EXPRESSIVE: A SPATIO-FUNCTIONAL EMBEDDING FOR KNOWLEDGE GRAPH COMPLETION

Abstract

Knowledge graphs are inherently incomplete. Therefore substantial research has been directed toward knowledge graph completion (KGC), i.e., predicting missing triples from the information represented in the knowledge graph (KG). KG embedding models (KGEs) have yielded promising results for KGC, yet any current KGE is incapable of: (1) fully capturing vital inference patterns (e.g., composition), (2) capturing prominent patterns jointly (e.g., hierarchy and composition), and (3) providing an intuitive interpretation of captured patterns.

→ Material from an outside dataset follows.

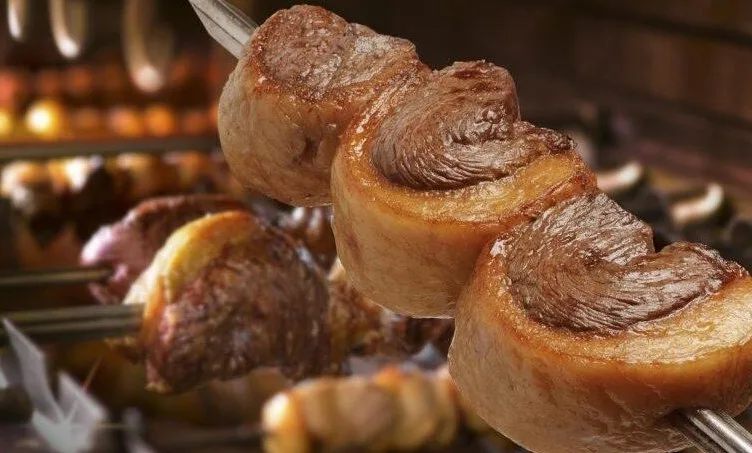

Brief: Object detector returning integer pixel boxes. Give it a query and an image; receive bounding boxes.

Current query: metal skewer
[184,0,752,453]
[0,305,144,347]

In this work, we propose ExpressivE, a fully expressive spatio-functional KGE that solves all these challenges simultaneously. ExpressivE embeds pairs of entities as points and relations as hyper-parallelograms in the virtual triple space R 2d . This model design allows ExpressivE not only to capture a rich set of inference patterns jointly but additionally to display any supported inference pattern through the spatial relation of hyper-parallelograms, offering an intuitive and consistent geometric interpretation of ExpressivE embeddings and their captured patterns. Experimental results on standard KGC benchmarks reveal that ExpressivE is competitive with state-of-the-art KGEs and even significantly outperforms them on WN18RR.

1. INTRODUCTION

Knowledge graphs (KGs) are large collections of triples r i (e h , e t ) over relations r i ∈ R and entities e h , e t ∈ E used for representing, storing, and processing information. Real-world KGs such as Freebase (Bollacker et al., 2007) and WordNet (Miller, 1995) lie at the heart of numerous applications such as recommendation (Cao et al., 2019 ), question answering (Zhang et al., 2018 ), information retrieval (Dietz et al., 2018) , and natural language processing (Chen & Zaniolo, 2017). KG Completion. Yet, KGs are inherently incomplete, hindering the immediate utilization of their stored knowledge. For example, 75% of the people represented in Freebase lack a nationality (West et al., 2014) . Therefore, much research has been directed toward the problem of automatically inferring missing triples, called knowledge graph completion (KGC). KG embedding models (KGEs) that embed entities and relations of a KG into latent spaces and quantify the plausibility of unknown triples by computing scores based on these learned embeddings have yielded promising results for KGC (Wang et al., 2017) . Moreover, they have shown excellent knowledge representation capabilities, concisely capturing complex graph structures, e.g., entity hierarchies (Nickel & Kiela, 2017). Inference Patterns. Substantial research has been invested in understanding which KGEs can capture which inference patterns, as summarized in Table 1 . For instance, KGEs such as TransE (Bordes et al., 2013) and RotatE (Sun et al., 2019) can capture fundamental patterns such as composition. Recently, however, it was discovered that these two models can only capture a fairly limited notion of composition (Zhang et al., 2019; Abboud et al., 2020; Lu & Hu, 2020; Gao et al., 2020) , cf. also Appendix K.1. Thus, multiple extensions have been proposed to tackle some of these limitations, focusing, e.g., on modeling non-commutative composition (Lu & Hu, 2020; Gao et al., 2020 ). Yet, while these extensions solved some limitations, the purely functional nature of TransE, RotatE, and any of their extensions still limits them to capture solely compositional definition, not general composition (see Table 1 for the defining formulas, and cf. also Appendix K.1 for details).